Good news! See the part in bold below, too.
Excerpt:
An influential group of social scientists … have issued a public statement defending Mark Regnerus’s controversial study on same-sex parenting.
Regnerus, a sociologist at the University of Texas at Austin, published a paper in the July issue of Social Science Research that examined “how different are the adult children of parents who have same-sex relationships?” His findings, based on his New Family Structures Study, indicated that young-adult children of parents who have had same-sex relationships are more likely to experience emotional and social problems.
His Slate article published in June drew more than 450 comments and set off a chorus of criticism.
In response, a group of 18 professors — including Michael Emerson, Christian Smith, Rodney Stark, W. Bradford Wilcox, and Bradley Wright — posted a defense on the website of Baylor University’s Institute for Studies of Religion. They argue that rather then Regnerus’ study being “anti-gay,” “breathtakingly sloppy,” and “gets everything wrong” (as many media outlets have alleged), such public criticism is unwarranted for three reasons:
- Media outlets have not properly critiqued the “small, nonrepresentative samples” used by previous studies that showed equal or more positive outcomes for children of same-sex parents vs. heterosexual parents. “By contrast, Regnerus relies on a large, random, and representative sample of more than 200 children raised by parents who have had same-sex relationships, comparing them to a random sample of more than 2,000 children raised in heterosexual families, to reach his conclusions,” they wrote.

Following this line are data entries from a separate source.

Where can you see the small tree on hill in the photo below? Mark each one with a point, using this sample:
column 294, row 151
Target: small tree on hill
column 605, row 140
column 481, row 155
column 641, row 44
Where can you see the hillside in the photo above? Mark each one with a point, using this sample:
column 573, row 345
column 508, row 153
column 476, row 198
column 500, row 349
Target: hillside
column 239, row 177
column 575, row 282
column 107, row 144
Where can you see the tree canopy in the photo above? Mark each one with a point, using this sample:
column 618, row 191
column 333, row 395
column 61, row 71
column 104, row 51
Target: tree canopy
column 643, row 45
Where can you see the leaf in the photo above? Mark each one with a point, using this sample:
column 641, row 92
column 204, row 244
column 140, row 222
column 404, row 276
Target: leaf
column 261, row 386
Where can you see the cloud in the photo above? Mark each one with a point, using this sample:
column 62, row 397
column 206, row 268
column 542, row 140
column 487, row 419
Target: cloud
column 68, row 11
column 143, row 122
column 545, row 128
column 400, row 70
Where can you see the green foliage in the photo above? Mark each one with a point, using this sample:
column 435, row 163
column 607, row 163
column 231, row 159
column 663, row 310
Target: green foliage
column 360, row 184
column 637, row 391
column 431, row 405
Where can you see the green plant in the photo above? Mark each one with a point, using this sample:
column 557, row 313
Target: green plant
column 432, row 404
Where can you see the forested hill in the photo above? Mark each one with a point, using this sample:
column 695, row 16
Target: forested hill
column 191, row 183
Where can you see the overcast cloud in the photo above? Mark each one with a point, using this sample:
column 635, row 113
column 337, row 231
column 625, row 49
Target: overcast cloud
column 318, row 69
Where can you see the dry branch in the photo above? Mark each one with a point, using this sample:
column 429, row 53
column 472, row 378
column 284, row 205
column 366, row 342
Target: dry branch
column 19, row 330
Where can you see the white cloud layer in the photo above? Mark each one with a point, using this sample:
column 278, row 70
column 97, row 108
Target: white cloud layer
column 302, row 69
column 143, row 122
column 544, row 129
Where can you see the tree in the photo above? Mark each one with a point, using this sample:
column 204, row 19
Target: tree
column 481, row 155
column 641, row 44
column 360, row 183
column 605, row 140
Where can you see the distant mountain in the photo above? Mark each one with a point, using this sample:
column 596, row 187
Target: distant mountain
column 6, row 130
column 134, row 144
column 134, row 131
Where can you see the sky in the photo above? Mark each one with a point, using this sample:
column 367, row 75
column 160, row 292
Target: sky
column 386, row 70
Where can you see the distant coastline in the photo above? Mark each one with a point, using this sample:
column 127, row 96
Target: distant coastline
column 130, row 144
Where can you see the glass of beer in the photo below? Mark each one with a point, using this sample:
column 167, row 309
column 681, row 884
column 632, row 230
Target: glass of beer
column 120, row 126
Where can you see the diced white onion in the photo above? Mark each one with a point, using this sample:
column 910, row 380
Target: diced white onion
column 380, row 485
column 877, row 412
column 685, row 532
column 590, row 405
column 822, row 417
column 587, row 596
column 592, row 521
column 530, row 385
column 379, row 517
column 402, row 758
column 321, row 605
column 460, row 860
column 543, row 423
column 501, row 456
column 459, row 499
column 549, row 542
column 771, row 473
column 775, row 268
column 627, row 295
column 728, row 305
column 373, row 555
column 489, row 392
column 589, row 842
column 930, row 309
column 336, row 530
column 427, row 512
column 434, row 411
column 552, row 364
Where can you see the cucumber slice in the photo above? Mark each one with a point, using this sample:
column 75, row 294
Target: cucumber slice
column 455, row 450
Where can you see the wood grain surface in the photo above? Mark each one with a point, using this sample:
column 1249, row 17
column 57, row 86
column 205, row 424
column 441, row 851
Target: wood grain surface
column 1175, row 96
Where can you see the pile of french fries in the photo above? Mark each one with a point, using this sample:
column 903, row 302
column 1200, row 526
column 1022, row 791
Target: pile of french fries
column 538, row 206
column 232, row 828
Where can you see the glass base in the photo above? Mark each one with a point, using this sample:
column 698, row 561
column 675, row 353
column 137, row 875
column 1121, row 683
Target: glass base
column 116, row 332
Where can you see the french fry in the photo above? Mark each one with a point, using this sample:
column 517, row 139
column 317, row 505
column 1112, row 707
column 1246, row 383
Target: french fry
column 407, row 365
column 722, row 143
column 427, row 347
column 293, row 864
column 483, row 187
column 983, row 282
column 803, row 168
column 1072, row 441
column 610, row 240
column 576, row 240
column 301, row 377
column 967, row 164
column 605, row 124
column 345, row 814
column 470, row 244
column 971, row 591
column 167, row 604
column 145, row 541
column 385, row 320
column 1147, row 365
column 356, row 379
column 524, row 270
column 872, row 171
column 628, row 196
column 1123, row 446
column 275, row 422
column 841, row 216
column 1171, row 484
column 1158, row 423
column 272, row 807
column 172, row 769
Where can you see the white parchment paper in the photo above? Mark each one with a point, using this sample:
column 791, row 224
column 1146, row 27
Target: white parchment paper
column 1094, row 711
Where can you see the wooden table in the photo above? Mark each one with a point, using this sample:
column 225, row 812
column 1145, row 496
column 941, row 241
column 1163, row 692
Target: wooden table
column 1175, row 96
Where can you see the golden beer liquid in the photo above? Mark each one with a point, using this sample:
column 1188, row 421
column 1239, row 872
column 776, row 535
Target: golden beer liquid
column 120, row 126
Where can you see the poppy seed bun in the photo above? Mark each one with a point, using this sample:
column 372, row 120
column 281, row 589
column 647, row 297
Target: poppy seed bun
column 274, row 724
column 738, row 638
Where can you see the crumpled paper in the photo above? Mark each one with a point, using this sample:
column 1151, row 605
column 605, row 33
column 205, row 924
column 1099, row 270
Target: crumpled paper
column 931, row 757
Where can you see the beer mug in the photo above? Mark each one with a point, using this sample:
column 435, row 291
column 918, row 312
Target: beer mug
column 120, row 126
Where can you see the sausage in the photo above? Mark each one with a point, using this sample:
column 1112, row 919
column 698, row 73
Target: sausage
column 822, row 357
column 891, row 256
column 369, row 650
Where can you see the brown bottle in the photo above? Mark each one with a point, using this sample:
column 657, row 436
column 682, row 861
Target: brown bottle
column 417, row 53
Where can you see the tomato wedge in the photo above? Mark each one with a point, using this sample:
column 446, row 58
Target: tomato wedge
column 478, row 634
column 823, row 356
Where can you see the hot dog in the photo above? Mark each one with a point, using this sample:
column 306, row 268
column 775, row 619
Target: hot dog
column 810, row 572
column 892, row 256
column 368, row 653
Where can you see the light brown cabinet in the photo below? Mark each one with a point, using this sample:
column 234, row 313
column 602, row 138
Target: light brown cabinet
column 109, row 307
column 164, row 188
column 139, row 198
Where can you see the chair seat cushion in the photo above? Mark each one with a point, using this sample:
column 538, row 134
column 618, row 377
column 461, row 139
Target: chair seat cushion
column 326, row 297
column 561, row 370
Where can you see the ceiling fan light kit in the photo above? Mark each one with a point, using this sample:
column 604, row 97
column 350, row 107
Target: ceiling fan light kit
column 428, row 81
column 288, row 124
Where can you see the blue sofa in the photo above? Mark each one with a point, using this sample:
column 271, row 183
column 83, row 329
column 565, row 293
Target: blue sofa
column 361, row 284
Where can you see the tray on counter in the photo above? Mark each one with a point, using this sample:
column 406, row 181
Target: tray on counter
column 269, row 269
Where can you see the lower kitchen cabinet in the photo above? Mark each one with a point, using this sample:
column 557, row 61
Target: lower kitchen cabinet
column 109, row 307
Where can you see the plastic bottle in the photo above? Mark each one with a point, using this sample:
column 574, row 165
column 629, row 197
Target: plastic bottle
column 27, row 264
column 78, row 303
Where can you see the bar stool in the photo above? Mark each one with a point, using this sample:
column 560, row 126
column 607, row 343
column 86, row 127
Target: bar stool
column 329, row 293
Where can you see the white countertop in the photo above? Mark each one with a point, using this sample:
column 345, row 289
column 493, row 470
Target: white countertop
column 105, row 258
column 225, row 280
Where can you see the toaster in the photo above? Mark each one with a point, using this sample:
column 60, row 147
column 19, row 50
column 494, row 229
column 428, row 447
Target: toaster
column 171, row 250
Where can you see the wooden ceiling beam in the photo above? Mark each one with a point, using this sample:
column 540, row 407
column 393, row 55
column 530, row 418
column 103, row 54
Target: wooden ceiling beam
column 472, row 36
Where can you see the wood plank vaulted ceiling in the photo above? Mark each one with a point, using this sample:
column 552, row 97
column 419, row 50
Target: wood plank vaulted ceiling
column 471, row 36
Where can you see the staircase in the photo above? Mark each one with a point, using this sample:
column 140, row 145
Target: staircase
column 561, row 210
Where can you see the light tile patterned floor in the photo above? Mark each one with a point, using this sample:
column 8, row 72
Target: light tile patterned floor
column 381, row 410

- Those critical of Regnerus surveying children from same-sex relationships with high levels of instability “fail to appreciate … that Regnerus chose his categories on the basis of young adults’ characterizations of their own families growing up, and the young adults whose parents had same-sex romantic relationships also happened to have high levels of instability in their families of origin.”
- Another new study (published this month in the Journal of Marriage and Family) — also based on a large, nationally representative, and random survey — comes to conclusions that parallel those of Regnerus’s study.
So that new study something to look forward to! I blogged about the criticisms of the Regnerus study and the other study that came out of the same time, in case anyone wants to double-check the details.